Canadian Libertarian Leader on Mandates

Tim Moen, from up near Edmonton, has led the Canadian Libertarian party for the past 7 years.  His views regarding the unacceptability of pandemic mandates are available at timmoen.net.  He doesn’t write like the late L. Neil Smith – and the article I’ve linked to is definitely beyond Biden. 

Moen starts with details on the non-aggression principle – while he describes it as completely as Smith did, it’s a bit harder read:

Libertarians hold that the only morally legitimate use of force is in response to the initiation of force against a person or their property. So when we are determining whether the use of force is ethical (or legal in a libertarian order) we need to know whether the force was initiatory or defensive (in response to initiatory force).”

He adds

The argument being made by radical centrists (ie most politicians and establishment bureaucrats) is that all sorts of force must be used during a pandemic in the name of protecting people or decreasing pandemic spread or death. Libertarians do not judge government force (policy) based on whether it had the desired outcome, we judge it based on whether that force is moral or immoral, defensive or initiatory.”

Moen offers thoughts on essential and non-essential workers:

During the covid pandemic the government divided people into two classes; essential workers and non-essential workers. Ironically the language “essential worker” used to be used by government to force striking employees to go to work and now its being used to force people to not work.
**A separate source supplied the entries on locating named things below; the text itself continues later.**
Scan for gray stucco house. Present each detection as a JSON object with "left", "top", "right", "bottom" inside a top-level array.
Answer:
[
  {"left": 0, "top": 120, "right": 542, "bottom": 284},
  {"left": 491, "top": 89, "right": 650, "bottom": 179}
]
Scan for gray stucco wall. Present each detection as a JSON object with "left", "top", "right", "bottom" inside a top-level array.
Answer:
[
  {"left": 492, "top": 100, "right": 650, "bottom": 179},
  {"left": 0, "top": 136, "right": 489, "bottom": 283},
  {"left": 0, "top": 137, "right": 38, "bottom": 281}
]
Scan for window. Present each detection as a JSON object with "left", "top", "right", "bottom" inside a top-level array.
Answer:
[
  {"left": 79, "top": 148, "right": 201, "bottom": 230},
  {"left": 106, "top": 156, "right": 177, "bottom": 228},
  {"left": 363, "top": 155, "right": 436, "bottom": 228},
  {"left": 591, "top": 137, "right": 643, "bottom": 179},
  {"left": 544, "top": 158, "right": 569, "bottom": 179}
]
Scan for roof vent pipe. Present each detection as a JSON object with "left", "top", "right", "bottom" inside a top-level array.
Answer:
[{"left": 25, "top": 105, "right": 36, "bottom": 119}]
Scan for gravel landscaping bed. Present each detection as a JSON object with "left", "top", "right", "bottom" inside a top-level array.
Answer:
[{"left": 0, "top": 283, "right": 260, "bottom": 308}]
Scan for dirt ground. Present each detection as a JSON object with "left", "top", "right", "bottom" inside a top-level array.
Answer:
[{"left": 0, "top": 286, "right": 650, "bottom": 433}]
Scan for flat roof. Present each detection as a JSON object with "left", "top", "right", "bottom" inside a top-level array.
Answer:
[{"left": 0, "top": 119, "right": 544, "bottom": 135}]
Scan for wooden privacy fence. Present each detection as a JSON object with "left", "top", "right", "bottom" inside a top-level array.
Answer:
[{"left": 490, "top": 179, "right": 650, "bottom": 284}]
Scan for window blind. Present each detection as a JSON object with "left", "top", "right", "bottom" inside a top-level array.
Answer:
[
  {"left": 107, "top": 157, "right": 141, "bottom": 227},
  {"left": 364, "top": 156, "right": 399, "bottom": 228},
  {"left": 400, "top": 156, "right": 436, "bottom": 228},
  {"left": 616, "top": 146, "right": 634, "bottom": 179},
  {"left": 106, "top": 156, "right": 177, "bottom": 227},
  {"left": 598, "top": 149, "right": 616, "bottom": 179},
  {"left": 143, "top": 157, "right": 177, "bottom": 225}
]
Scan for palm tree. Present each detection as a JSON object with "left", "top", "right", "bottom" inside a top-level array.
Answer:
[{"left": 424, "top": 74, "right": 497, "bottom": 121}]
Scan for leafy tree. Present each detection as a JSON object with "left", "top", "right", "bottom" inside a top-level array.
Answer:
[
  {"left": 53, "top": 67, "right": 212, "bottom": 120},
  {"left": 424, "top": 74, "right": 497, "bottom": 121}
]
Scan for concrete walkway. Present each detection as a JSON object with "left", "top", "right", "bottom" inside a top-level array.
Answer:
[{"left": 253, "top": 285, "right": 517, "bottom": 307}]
If you disobey government orders and open your “non-essential” comic book store, restaurant, or movie theatre you’d get some warnings and eventually men with guns would come and use force to shut you down. Is this force justified?
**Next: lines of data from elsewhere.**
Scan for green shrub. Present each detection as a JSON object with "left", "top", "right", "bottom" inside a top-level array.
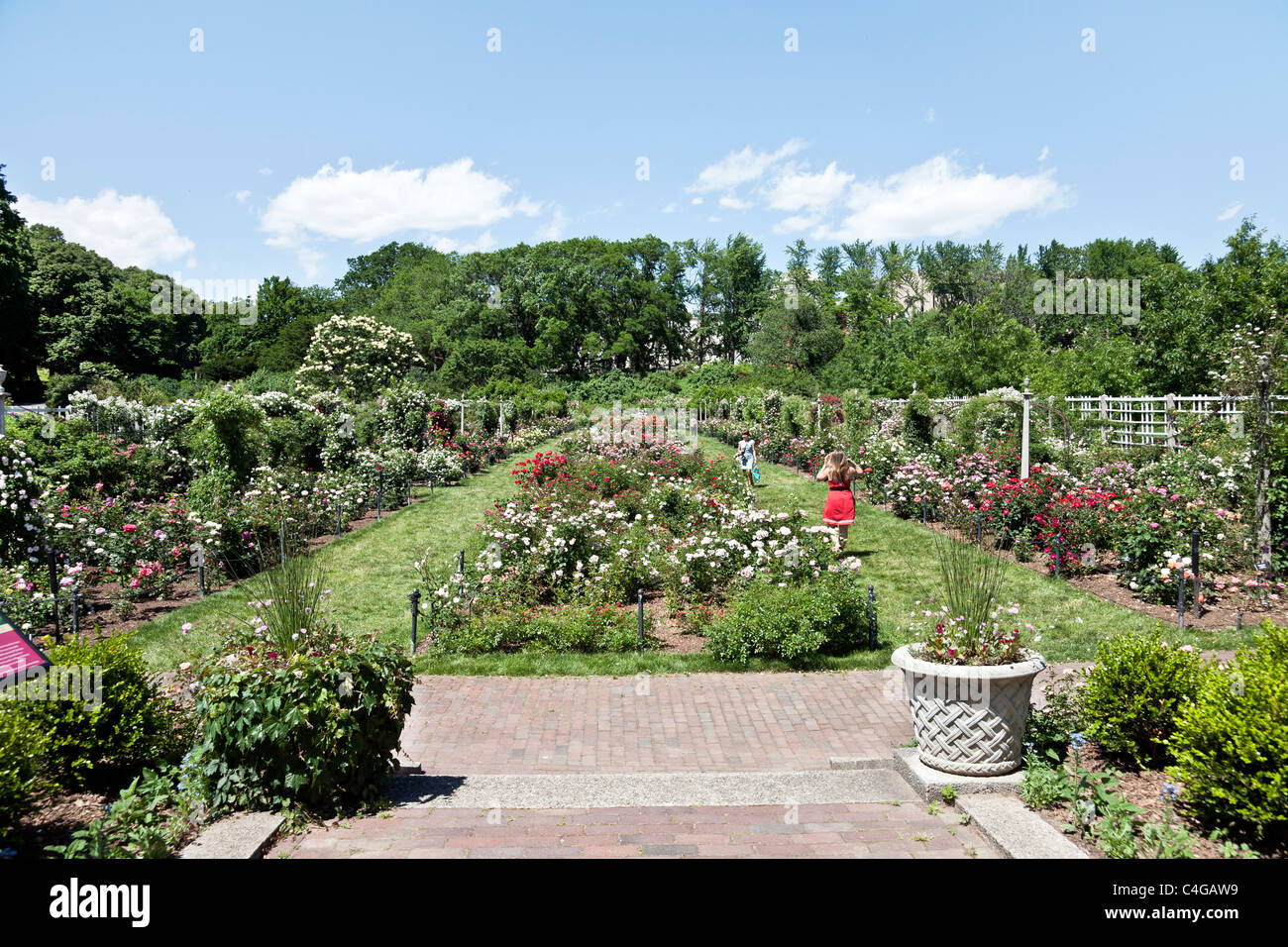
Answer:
[
  {"left": 0, "top": 703, "right": 49, "bottom": 843},
  {"left": 17, "top": 635, "right": 184, "bottom": 788},
  {"left": 1083, "top": 629, "right": 1205, "bottom": 767},
  {"left": 1020, "top": 754, "right": 1073, "bottom": 809},
  {"left": 1172, "top": 622, "right": 1288, "bottom": 844},
  {"left": 707, "top": 571, "right": 867, "bottom": 664},
  {"left": 193, "top": 631, "right": 412, "bottom": 815},
  {"left": 1024, "top": 678, "right": 1086, "bottom": 759},
  {"left": 903, "top": 391, "right": 935, "bottom": 446}
]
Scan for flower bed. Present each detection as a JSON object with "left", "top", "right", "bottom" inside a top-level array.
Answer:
[{"left": 417, "top": 437, "right": 859, "bottom": 660}]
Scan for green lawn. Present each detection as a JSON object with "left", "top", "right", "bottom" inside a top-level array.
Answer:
[{"left": 134, "top": 438, "right": 1253, "bottom": 676}]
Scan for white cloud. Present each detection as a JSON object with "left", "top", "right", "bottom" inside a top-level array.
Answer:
[
  {"left": 774, "top": 214, "right": 823, "bottom": 233},
  {"left": 686, "top": 138, "right": 805, "bottom": 193},
  {"left": 537, "top": 204, "right": 568, "bottom": 241},
  {"left": 812, "top": 155, "right": 1072, "bottom": 241},
  {"left": 261, "top": 158, "right": 541, "bottom": 249},
  {"left": 765, "top": 161, "right": 854, "bottom": 211},
  {"left": 426, "top": 231, "right": 496, "bottom": 254},
  {"left": 17, "top": 188, "right": 197, "bottom": 268}
]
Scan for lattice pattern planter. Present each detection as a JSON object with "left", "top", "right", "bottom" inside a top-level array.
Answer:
[{"left": 890, "top": 644, "right": 1046, "bottom": 776}]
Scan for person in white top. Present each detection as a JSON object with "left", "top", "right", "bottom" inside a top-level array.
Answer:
[{"left": 738, "top": 430, "right": 756, "bottom": 492}]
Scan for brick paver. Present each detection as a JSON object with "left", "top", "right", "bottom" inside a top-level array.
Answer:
[
  {"left": 403, "top": 672, "right": 912, "bottom": 776},
  {"left": 268, "top": 802, "right": 997, "bottom": 858}
]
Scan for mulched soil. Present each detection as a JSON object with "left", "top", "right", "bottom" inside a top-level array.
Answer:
[
  {"left": 1037, "top": 743, "right": 1285, "bottom": 858},
  {"left": 9, "top": 792, "right": 108, "bottom": 858}
]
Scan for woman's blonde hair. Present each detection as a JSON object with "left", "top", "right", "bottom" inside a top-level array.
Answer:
[{"left": 814, "top": 451, "right": 859, "bottom": 483}]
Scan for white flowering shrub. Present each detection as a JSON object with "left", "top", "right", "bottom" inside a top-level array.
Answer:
[
  {"left": 416, "top": 447, "right": 465, "bottom": 483},
  {"left": 296, "top": 314, "right": 425, "bottom": 398},
  {"left": 0, "top": 438, "right": 42, "bottom": 565}
]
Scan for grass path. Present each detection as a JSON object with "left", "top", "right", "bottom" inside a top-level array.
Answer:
[
  {"left": 134, "top": 437, "right": 1253, "bottom": 676},
  {"left": 133, "top": 440, "right": 567, "bottom": 670},
  {"left": 698, "top": 437, "right": 1254, "bottom": 666}
]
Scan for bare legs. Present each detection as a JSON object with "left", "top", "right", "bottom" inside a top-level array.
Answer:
[{"left": 832, "top": 526, "right": 850, "bottom": 556}]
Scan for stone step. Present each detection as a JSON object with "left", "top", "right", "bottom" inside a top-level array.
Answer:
[{"left": 378, "top": 767, "right": 917, "bottom": 809}]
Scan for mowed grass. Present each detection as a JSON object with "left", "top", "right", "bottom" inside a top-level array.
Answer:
[
  {"left": 134, "top": 438, "right": 1253, "bottom": 677},
  {"left": 698, "top": 437, "right": 1254, "bottom": 668},
  {"left": 132, "top": 441, "right": 567, "bottom": 670}
]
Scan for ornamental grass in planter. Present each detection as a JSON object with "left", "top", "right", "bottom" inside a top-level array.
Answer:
[{"left": 890, "top": 537, "right": 1046, "bottom": 776}]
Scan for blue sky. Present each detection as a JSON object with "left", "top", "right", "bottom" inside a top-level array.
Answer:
[{"left": 0, "top": 0, "right": 1288, "bottom": 292}]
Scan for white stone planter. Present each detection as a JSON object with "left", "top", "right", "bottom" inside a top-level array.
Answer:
[{"left": 890, "top": 644, "right": 1046, "bottom": 776}]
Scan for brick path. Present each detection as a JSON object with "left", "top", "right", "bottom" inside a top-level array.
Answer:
[
  {"left": 269, "top": 665, "right": 1092, "bottom": 858},
  {"left": 268, "top": 802, "right": 997, "bottom": 858},
  {"left": 403, "top": 672, "right": 912, "bottom": 775}
]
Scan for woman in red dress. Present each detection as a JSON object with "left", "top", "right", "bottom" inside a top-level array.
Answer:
[{"left": 814, "top": 451, "right": 859, "bottom": 553}]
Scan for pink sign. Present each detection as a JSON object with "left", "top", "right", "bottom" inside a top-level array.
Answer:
[{"left": 0, "top": 614, "right": 49, "bottom": 679}]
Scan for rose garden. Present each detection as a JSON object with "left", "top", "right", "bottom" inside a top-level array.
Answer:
[{"left": 0, "top": 329, "right": 1288, "bottom": 858}]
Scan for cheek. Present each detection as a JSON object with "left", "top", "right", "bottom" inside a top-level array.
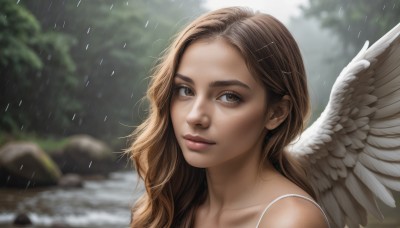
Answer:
[
  {"left": 220, "top": 105, "right": 265, "bottom": 140},
  {"left": 169, "top": 100, "right": 182, "bottom": 132}
]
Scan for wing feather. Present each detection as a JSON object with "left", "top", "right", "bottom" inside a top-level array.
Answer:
[{"left": 289, "top": 21, "right": 400, "bottom": 228}]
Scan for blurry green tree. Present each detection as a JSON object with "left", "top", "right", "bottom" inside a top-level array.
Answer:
[
  {"left": 0, "top": 0, "right": 204, "bottom": 146},
  {"left": 0, "top": 0, "right": 81, "bottom": 133},
  {"left": 302, "top": 0, "right": 400, "bottom": 58}
]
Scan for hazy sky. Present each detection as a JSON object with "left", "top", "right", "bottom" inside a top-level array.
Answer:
[{"left": 205, "top": 0, "right": 308, "bottom": 23}]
A business owner is not initiating force against anyone by opening his store and serving customers. The customers are not initiating force against anyone by patronizing that store. So any force used against these peaceful people engaged in consenting activity ought to be considered criminal. It is not defensive force because it is not responding to any initiation of force. On the other hand if a person in that store is covid positive then they are initiating force against others assuming that their exhaled air containing harmful contagious pathogens is being inhaled by those around them. Force would be justified against the force initiator but not the innocent individuals.”

It isn’t an easy read – but he does make his points and reasoning clear – which is a lot different than most of the political rhetoric we read.